Existen varios proyectos culturales que buscan no sólo desenterrar las mejores portadas. Sino también repensarlas, rehacerlas. Recovering the classics es uno de ellos -lo hemos conseguido gracias a los bibliófilos de La Piedra de Sísifo, quienes se atrevieron con las perores portadas-. Este proyecto de Creative Action Network recopila obras cuyos derechos de autor han expirado y rediseña ediciones que respondan al lema “todo buen libro necesita una buena cubierta”. Hay portadas realmente magníficas, como la que dedica Steve St. Pierre a Drácula: una cubierta completamente en blanco en la que St. Pierre estampa dos puntitos, el rastro de una mordida sobre el pálido objeto. Existen otros como The Book Cover Archive, que contienen también ediciones interesantes, mayormente de literatura anglosajona y en la que se incluyen sin embargo portada sde obras de Bolaño. Pero no nos engañemos, para Detectives salvajes, los de Anagrama.

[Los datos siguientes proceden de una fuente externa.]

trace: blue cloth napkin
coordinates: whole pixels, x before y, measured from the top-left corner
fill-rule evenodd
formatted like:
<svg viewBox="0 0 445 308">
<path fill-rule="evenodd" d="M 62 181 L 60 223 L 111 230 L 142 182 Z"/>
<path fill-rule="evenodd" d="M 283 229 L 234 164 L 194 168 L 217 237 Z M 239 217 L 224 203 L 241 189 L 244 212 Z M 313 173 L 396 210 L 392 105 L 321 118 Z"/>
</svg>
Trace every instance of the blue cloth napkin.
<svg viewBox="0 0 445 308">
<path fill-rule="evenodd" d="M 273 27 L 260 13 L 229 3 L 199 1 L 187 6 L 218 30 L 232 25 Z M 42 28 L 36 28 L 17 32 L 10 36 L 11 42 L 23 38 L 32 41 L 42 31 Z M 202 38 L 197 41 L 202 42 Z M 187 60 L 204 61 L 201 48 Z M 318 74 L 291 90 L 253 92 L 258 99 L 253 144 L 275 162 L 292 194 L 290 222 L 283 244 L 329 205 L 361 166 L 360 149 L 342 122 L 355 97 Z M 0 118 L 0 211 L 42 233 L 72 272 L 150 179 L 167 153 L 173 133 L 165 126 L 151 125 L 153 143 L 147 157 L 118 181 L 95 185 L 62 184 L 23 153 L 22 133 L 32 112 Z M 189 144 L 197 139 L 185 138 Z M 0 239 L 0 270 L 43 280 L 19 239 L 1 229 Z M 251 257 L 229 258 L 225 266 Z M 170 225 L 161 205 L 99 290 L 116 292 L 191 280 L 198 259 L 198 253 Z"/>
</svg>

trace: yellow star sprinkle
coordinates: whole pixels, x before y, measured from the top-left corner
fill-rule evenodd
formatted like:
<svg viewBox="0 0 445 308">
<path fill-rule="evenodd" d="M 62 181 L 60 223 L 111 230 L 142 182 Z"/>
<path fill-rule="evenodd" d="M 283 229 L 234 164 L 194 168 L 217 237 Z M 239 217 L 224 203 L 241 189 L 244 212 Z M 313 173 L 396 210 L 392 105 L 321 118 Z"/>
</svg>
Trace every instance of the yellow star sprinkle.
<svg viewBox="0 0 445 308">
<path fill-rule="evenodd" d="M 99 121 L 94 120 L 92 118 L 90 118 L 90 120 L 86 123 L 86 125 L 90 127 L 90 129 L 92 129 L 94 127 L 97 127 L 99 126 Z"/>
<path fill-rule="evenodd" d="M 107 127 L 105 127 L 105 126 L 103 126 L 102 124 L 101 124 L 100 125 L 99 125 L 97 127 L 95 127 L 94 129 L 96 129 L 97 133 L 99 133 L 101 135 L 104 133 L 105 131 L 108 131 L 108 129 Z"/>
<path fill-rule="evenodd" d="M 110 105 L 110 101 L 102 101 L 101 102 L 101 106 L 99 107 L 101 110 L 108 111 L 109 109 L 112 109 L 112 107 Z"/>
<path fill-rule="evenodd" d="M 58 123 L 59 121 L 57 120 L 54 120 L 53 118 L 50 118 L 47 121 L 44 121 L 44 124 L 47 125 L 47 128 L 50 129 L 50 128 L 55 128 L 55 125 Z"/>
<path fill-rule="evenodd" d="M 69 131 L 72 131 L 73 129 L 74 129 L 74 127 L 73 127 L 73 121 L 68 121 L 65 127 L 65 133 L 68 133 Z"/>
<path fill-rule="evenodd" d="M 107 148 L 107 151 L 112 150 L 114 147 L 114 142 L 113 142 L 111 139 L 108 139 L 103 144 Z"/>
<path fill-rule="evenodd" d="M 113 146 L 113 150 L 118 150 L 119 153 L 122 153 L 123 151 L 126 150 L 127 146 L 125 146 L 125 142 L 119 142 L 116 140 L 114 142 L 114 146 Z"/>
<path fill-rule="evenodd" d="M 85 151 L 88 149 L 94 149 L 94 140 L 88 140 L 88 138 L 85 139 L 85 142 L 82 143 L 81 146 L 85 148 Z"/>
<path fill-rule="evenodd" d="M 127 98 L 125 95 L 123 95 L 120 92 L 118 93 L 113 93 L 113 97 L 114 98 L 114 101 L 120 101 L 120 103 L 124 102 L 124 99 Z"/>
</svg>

Pretender exhaustividad. Mencionar todas las portadas es, sencillamente, imposible. Neurótico y bastante pretencioso. Habría que hablar de la Salomé de Wilde hecha por Audrey Beardsley. También del Ulises Ilustrado, una edición homenaje a James Joyce en el cincuentenario de su muerte a cargo de Eduardo Arroyo y Julián Ríos. La edición ilustrada de La Eneida que hizo el inglés Wal Paget, traducida en prosa castellana por Eugenio de Ochoa. También A Toute Epreuve, de Paul Eluard, ilustrado por Joan Miro y publicado por George Braziller, en 1984. Y así como hablamos de antigüedades exquisitas, hay que hablar de novedades espectaculares, como la portada que eligió Seix Barral para ilustrar Ha vuelto, de Timur Vermer, con ese siniestro flequillo sugerido apenas con una silueta. O acaso la magnífica cubierta de la edición que la Academia de la Lengua hizo de La Ciudad y los perros –Premio Biblioteca Breve, valga decir-.